Oh, and I have a new logo. Did you notice? The Punk Queen has served me well over the course of her two iterations. I’ll miss the old girl, she really helped to establish the brand of this blog, if I can use that phrase without vomiting. (I can’t. Back in a minute.)
(…OK, good to go.) But it’s time to farewell Her Majesty, as just as we will probably farewell her real-life human inspiration sometime within the next twenty years. Don’t come at me, I’m just calling it as I see it.
Anyway… meet the new Punk! He’s less serious, more excited, a little closer to me in real life, and he’ll come in very handy for some plans I’m cooking up. But just like me, he also respects philatelic tradition. You might notice he’s still on the same Punk-red stamp, he is still denominated PP, and he is even the same colour as the background of the first version of this website. I’m not actually that sentimental, it just happened to work.

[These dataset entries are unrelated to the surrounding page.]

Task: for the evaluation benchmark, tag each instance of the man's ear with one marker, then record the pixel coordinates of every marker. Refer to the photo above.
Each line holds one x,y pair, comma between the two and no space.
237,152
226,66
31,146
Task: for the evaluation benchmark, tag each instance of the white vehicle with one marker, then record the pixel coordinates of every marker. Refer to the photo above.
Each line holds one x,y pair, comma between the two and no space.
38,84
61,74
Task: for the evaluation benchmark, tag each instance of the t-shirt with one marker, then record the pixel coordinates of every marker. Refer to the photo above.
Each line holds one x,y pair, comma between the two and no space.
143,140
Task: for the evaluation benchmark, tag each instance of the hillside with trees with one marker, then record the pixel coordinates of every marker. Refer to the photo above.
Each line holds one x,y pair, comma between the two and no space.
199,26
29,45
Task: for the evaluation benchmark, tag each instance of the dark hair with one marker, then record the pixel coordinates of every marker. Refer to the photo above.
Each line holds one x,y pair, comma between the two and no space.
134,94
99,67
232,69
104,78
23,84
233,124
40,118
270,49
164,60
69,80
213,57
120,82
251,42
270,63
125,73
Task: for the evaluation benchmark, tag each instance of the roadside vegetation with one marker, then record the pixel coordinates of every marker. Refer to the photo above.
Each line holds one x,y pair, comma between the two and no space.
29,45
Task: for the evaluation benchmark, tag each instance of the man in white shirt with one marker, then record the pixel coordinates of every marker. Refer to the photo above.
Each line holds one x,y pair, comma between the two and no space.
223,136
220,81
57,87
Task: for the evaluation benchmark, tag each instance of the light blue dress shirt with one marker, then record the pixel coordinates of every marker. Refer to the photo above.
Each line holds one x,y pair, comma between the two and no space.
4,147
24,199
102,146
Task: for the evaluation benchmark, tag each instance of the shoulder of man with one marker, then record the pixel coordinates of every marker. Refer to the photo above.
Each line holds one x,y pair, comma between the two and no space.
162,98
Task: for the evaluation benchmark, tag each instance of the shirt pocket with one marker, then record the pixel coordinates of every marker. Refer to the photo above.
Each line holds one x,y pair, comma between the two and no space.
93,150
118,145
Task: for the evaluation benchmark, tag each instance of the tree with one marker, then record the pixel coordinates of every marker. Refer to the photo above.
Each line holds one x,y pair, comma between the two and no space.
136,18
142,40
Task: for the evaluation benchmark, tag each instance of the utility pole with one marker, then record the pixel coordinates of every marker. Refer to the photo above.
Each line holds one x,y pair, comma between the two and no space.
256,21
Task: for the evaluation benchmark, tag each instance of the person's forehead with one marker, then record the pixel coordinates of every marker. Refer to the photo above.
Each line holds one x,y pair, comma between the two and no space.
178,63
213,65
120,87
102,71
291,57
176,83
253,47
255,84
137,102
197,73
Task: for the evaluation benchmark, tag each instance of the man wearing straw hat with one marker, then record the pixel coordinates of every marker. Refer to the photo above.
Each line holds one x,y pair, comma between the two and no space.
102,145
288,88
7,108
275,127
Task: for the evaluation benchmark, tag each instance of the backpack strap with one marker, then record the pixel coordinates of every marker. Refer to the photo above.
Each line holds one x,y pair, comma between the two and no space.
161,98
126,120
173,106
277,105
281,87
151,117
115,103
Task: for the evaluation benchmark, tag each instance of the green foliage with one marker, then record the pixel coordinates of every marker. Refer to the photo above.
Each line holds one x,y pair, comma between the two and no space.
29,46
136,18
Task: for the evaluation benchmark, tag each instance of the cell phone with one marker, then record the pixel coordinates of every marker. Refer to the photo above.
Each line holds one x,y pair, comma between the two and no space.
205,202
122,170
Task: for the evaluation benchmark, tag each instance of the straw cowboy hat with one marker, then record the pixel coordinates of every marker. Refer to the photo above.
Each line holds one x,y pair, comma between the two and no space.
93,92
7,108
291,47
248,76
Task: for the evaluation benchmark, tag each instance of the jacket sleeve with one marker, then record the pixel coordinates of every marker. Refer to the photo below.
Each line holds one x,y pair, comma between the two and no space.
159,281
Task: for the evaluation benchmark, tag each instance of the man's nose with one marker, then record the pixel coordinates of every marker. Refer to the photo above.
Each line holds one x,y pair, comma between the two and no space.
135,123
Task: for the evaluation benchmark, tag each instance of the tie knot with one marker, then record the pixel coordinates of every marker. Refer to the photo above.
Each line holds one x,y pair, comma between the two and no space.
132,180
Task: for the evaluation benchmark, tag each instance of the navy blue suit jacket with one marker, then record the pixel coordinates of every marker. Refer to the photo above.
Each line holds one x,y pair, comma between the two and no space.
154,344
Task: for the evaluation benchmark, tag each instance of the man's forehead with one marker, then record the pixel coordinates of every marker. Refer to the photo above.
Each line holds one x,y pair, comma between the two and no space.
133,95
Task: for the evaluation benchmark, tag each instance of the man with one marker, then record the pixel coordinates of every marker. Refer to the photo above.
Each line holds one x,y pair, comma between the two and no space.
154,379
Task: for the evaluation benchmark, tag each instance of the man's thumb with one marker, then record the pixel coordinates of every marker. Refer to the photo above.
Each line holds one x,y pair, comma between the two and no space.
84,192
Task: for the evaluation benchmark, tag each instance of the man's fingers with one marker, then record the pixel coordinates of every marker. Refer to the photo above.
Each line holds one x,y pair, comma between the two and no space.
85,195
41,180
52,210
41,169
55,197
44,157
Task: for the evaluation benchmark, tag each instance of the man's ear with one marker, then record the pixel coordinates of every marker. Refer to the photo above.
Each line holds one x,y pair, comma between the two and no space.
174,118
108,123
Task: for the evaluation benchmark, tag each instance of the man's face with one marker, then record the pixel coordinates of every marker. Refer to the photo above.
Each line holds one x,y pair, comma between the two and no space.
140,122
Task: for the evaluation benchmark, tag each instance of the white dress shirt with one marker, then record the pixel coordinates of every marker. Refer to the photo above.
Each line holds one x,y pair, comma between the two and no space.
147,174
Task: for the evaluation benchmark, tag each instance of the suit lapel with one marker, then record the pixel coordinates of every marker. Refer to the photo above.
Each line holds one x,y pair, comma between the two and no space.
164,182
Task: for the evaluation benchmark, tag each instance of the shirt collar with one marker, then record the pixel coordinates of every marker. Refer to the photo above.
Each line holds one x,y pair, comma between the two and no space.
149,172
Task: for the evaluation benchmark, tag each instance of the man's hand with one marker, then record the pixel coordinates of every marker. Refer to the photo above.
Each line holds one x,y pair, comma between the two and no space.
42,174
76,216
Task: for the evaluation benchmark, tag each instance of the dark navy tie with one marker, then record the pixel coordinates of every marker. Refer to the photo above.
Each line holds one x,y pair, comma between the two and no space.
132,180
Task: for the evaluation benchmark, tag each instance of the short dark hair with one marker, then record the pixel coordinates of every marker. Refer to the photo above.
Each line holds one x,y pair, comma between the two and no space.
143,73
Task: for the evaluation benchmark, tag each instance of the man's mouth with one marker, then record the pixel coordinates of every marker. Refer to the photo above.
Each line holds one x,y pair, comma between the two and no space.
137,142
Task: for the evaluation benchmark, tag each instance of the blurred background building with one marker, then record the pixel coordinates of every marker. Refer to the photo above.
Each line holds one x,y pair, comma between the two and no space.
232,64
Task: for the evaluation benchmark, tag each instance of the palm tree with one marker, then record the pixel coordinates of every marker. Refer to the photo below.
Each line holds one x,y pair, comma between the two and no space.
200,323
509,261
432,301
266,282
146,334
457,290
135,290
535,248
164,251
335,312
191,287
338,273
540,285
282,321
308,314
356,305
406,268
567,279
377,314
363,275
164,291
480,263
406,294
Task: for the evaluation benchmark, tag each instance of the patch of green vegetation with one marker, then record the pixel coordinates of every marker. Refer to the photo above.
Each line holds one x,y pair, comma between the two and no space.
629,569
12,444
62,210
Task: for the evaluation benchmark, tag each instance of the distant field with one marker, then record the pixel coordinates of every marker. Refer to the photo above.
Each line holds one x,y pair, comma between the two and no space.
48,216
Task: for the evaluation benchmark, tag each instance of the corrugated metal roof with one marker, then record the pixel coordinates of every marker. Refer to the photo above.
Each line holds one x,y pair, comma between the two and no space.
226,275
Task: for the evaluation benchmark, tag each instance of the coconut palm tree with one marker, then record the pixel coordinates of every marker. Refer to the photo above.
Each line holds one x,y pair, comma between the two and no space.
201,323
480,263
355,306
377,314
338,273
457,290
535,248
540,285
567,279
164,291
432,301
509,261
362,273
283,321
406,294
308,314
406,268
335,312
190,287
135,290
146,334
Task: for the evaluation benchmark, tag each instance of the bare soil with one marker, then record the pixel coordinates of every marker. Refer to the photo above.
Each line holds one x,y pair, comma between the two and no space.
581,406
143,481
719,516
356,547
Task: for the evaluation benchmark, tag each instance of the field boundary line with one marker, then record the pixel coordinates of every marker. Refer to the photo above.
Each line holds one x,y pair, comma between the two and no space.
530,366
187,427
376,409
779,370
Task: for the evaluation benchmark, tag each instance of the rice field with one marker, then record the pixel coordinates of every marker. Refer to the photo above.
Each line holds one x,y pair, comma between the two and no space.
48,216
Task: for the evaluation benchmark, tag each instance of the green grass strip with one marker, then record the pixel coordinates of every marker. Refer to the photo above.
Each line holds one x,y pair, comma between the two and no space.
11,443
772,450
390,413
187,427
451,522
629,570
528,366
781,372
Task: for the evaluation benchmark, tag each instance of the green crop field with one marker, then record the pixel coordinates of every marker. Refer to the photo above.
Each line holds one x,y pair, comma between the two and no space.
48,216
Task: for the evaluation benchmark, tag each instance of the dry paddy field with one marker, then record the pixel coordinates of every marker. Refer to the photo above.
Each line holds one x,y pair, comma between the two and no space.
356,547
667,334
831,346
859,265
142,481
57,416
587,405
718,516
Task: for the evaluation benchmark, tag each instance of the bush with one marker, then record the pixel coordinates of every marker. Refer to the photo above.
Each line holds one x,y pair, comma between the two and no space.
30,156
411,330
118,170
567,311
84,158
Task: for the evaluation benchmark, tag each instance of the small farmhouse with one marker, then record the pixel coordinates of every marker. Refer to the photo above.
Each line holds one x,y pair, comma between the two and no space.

I’m going to run off now and write some more posts while I can. Thanks heaps for your ongoing support of the blog, thanks even more for your patience, and don’t hesitate to drop a comment below or say hi on social media. And if you’re one of the many collectors out there sharing your passion and keeping me entertained on my bleary-eyed late-night train rides home over the last few months, thank YOU for what you do. Philately will never have the numbers that it once did, but it is indisputably undergoing a generational change and I am totally here for it. (Except when I’m not.)
1 Full disclosure: this blog began as a personal creative challenge written in a fictional persona which led to a tangled web of lies involving pseudonymous emails and ultimately a concocted handover from the fictional persona to the real-life writer before I finally came clean and although I completely own my actions now, I never fully addressed it on the blog because by then at least half of Punk’s followers had never known the fictional persona, and if you’re an OG reader who hadn’t caught up on all that and you now feel retrospectively cheated, I apologize profusely, because I swear I never set out intending to deceive anyone, one thing led to another et cetera, let’s put that all behind us shall we, why dredge all that up now? Alternative take: how punk is THAT? Hey, show me your stamps!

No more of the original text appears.